Role of clinical tutors in volunteering work camps.

BACKGROUND: The Università Campus Bio-Medico (Italy) promotes a summer volunteering work camp (Workcamp Perù) as a social activity for medical and non-medical students. Some junior doctors participate as 'clinical tutors', together with tutors from other professions; all clinical tutors have some teaching experience in our teaching hospital. CONTEXT: The campsite is located in the South of Peru in the Cañete Valley, an area characterised by extreme poverty and a severe lack of infrastructure. During the five Workcamp Perù trips that have been organised so far, health science students have carried out many activities for disease prevention and health education, and bio-medical engineering students have organised sessions on the safety of electrical installations, for accident prevention. INNOVATION AND IMPLICATIONS: We observed that in this setting tutorial activity is fundamental, because it not only offers students an opportunity to learn but also encourages them to react in a more personal and reflective manner to various stressful situations, which often occur in the work camp. The professional competence of the tutor plays an important role before the work camp, in defining the learning objectives for the students and involving them in training sessions held prior to the work camp.

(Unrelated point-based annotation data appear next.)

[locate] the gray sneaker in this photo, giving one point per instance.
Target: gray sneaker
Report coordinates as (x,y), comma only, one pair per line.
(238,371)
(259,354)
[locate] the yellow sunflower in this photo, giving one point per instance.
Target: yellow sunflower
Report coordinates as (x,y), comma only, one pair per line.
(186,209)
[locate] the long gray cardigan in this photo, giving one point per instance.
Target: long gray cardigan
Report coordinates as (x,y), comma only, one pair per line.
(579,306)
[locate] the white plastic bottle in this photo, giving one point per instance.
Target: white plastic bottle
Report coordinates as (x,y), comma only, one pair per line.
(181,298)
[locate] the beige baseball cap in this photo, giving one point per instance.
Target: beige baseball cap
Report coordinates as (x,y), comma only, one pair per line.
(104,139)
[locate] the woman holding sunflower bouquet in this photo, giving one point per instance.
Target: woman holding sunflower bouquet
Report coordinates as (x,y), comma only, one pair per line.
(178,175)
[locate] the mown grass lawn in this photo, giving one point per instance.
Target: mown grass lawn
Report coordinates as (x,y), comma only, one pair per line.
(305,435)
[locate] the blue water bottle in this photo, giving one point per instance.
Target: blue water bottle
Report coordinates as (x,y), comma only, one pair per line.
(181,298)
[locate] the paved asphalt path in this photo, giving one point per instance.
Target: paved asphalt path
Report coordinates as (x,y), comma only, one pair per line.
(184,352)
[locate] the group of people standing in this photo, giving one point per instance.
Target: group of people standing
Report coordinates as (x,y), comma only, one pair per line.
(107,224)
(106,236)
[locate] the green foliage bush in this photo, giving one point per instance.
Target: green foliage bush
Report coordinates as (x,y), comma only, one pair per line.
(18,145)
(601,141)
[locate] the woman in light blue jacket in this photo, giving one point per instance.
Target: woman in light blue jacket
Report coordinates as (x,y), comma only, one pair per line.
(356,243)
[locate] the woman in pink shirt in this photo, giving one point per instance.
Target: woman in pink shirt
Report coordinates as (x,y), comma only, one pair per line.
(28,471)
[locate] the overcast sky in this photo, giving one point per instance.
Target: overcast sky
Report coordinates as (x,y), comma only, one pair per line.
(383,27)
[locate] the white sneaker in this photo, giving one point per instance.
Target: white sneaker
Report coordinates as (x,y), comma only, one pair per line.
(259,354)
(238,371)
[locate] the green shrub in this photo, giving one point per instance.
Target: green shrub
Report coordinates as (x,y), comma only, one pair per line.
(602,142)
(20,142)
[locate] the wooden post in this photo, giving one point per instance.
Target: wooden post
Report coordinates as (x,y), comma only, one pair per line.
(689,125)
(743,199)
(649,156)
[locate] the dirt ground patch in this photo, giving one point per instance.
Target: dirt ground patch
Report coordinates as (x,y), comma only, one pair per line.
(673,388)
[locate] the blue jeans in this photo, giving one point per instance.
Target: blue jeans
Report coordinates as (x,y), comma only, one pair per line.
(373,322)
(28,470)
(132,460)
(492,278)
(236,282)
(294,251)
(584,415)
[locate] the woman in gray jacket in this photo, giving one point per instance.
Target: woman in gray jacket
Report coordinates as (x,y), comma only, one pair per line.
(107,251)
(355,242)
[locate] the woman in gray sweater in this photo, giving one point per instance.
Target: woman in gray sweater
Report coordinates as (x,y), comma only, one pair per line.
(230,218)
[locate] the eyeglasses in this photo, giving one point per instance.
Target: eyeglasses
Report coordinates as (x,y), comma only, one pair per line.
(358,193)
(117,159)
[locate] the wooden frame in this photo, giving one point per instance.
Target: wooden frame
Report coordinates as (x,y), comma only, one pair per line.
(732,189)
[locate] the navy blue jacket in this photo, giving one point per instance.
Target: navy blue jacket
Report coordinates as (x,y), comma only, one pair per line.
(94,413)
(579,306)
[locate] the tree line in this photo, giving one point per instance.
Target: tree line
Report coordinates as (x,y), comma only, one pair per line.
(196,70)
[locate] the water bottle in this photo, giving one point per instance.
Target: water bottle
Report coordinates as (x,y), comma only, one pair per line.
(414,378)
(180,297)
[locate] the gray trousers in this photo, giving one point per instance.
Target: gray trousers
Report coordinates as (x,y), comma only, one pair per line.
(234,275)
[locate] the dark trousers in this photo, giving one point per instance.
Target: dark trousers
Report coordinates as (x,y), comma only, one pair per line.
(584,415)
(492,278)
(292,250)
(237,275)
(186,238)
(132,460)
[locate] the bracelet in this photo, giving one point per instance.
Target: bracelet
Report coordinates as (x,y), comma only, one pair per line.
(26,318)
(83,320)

Also, during the camp, tutors work with students and also direct the daily briefing and debriefing sessions that are the most important learning activity. For medical tutors involved in the work camp the volunteering experience is a challenge for developing their specific professional and teaching skills, but it also provides an enriching experience in both professional and personal terms. We consider these work camps to be a useful experience in the training of our clinical tutors.